Add size limiter to `Body#formData` method

lucacasonato commented 1 year ago

Right now there is no way to call Body#formData on arbitrary user input without potentially causing an OOM. It would be great if we could constrain the formData parser so it stops parsing if a body exceeds a certain size.

Example API:

const form = req.formData({ maxSize: 10_000_000 /* 10MB */ })

If the body size exceeds the max size, a QuotaExceededError DOMException should be thrown.

This might make sense for .text(), .blob(), .arrayBuffer(), and .json() also.

lucacasonato commented 1 year ago

The background on this, is that formData and json are prevalent ways to parse the request body in HTTP servers that use fetch's Request and Response headers:


Deno.serve(async (req) => {
  const form = req.formData(); // you just created a DOS vuln!

  // do something with form

  return new Response();
});

jasnell commented 1 year ago

I'd be interested in this for both Node.js and Workers. I think it makes the most sense to add to all of the body mixin methods. Defining it as an options object makes perfect sense as I've also considered the possibility of adding a signal option to these to allow cancellation, e.g.

const ac = new Abort controller();
const form = await req.formData({ 
  maxSize: 10_000_000 /* 10MB */,
  signal: ac.signal
})

lucacasonato commented 1 year ago

Is there implementer interest from any browsers for this?

I have a draft spec PR here: #1600. If we can get some implementer interest, I can write WPTs - the implementation here should be relatively trivial.

cc @annevk @saschanaz @ricea

ricea commented 1 year ago

Interesting. My impression is that these features are not very useful on the browser-side. I wonder if ServiceWorkers would benefit? It's hard to commit resources to something that doesn't directly benefit our users.

annevk commented 1 year ago

Is there evidence of use in libraries or requests for this functionality on Stack Overflow?

@jakearchibald perhaps you can comment on SW utility?

saschanaz commented 1 year ago

Logically it makes sense for server use case, but I also think this is less useful for browsers. Can this be something like "a limit chosen by user agent" instead of a user given limit?

lucacasonato commented 1 year ago

I wonder if ServiceWorkers would benefit?

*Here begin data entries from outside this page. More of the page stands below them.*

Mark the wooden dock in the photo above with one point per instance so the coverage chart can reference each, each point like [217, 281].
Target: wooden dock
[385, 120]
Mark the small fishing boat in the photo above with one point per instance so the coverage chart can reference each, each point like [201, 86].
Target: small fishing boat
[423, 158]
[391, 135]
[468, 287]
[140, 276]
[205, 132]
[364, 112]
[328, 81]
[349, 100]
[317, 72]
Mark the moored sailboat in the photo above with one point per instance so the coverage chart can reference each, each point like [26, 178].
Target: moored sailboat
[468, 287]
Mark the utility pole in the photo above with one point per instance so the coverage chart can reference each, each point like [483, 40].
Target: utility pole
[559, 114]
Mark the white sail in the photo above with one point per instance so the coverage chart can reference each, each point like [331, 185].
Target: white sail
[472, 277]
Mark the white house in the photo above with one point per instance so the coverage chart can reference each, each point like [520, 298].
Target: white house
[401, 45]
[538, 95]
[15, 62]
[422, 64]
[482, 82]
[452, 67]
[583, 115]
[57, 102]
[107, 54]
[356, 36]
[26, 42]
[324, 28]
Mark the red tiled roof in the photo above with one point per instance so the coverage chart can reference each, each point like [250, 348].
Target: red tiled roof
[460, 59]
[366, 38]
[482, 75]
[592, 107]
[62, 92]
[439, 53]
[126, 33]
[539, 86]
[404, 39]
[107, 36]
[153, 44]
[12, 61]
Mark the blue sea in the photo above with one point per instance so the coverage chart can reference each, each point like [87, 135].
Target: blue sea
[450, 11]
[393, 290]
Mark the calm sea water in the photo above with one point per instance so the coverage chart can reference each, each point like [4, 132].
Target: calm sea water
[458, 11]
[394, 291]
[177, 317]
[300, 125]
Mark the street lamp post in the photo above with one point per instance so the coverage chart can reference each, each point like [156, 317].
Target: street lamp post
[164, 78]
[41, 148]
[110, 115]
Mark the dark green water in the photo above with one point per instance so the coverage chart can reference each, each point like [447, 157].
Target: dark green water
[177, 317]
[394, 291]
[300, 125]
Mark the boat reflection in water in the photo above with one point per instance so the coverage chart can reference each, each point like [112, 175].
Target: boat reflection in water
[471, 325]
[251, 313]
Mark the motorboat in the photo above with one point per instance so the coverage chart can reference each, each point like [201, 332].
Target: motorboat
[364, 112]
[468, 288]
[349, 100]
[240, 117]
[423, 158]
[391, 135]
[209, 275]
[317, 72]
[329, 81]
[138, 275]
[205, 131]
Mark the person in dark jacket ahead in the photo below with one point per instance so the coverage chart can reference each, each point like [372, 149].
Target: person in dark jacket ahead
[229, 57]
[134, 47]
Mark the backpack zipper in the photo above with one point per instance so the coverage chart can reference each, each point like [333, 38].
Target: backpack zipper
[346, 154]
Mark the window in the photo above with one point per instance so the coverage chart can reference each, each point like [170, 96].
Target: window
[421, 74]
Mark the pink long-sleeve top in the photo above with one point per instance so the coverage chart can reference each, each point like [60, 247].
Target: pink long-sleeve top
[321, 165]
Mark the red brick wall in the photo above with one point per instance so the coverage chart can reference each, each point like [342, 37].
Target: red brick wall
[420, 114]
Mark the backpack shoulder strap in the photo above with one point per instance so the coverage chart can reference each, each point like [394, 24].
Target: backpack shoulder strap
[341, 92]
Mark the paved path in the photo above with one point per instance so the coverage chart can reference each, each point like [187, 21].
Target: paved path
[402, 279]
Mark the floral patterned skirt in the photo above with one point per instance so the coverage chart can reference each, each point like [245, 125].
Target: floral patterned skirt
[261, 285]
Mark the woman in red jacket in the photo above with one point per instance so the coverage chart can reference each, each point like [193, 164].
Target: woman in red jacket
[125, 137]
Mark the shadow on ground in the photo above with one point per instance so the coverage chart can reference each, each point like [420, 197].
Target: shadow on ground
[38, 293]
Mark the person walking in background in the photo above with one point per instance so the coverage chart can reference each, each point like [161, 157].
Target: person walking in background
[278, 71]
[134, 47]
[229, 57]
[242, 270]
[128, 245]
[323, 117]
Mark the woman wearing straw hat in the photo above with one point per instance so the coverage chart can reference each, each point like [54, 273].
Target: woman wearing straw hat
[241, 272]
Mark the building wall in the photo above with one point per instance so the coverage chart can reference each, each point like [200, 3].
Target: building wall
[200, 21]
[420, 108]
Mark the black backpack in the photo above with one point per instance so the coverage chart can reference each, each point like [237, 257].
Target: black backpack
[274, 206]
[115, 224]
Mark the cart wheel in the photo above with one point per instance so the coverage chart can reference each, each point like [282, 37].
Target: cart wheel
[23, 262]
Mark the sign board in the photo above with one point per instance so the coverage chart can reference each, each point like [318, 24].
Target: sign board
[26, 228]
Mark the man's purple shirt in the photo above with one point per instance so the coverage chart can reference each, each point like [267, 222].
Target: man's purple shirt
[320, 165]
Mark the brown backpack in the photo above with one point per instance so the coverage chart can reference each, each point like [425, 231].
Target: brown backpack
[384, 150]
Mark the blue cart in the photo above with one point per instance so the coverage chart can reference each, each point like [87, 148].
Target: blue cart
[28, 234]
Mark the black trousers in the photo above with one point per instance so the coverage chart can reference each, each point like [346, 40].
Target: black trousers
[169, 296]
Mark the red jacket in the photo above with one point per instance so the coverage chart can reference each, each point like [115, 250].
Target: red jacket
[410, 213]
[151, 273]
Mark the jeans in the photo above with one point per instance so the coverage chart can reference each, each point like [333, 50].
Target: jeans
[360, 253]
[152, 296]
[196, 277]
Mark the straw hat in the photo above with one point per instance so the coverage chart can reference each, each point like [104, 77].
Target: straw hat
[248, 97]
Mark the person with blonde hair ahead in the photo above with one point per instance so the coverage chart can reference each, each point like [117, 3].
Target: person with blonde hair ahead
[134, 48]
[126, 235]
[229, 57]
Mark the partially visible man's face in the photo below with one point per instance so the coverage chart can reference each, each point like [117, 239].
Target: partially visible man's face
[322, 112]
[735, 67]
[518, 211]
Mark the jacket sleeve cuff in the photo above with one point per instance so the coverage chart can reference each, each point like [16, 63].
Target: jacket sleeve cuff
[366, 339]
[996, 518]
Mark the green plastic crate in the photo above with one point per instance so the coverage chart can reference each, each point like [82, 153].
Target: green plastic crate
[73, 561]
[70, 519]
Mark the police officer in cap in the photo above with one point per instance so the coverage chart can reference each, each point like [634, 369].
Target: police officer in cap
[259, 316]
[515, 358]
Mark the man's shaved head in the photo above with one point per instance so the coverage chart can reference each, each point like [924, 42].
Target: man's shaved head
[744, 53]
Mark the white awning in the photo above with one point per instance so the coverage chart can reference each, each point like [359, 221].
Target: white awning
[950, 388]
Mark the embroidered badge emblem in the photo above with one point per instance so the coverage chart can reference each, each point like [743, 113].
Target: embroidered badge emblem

@ricea Possibly. I agree that in browsers the need for this is less evident, because the worst thing a DOS in a service worker can do is take down one origin for one user momentarily. On servers however, this DOS vector can take down one origin for all users.

Is there evidence of use in libraries or requests for this functionality on Stack Overflow?

@annevk I can not find requests on Stack Overflow, but there have definitely been CVEs related to request body parse handling in server-side JS runtimes and libraries. Fastify, a popular Node.js server framework, has an option to specify a maximum body size for requests. Similar options exist for express and many other frameworks.

Can this be something like "a limit chosen by user agent" instead of a user given limit?

@saschanaz We already imply this through this sentence in the infra spec:

[...] user agents may impose implementation-defined limits on otherwise unconstrained inputs. E.g., to prevent denial of service attacks, to guard against running out of memory, or to work around platform-specific limitations.

From https://infra.spec.whatwg.org/#algorithm-limits

The idea behind a specific limit option for us is that we'd like to set a reasonable default limit, but provide our users with an opt-out mechanism to specify a higher limit in case they need it. For us it is impractical to have a limit that is not in any way opt-out by the user.

There is a very strong need for this from both Deno and Cloudflare Workers, and it would be great if for parity's sake browsers matched behaviour here.

Hypothetically, if the implementation work in browsers is contributed by us, would you be more inclined to consider this? This is the path we are taking with #1346:

there is a need in server-side runtimes for this
we wrote the spec and tests
browsers were generally open to the idea, as long as they didn't have to put in the work to implement
as a consequence: Bloomberg sponsored Igalia to do the implementation work in browsers

Something similar was also done for Response.json (the static one). It was implemented in Chromium by me.

saschanaz commented 1 year ago

The idea behind a specific limit option for us is that we'd like to set a reasonable default limit, but provide our users with an opt-out mechanism to specify a higher limit in case they need it. For us it is impractical to have a limit that is not in any way opt-out by the user.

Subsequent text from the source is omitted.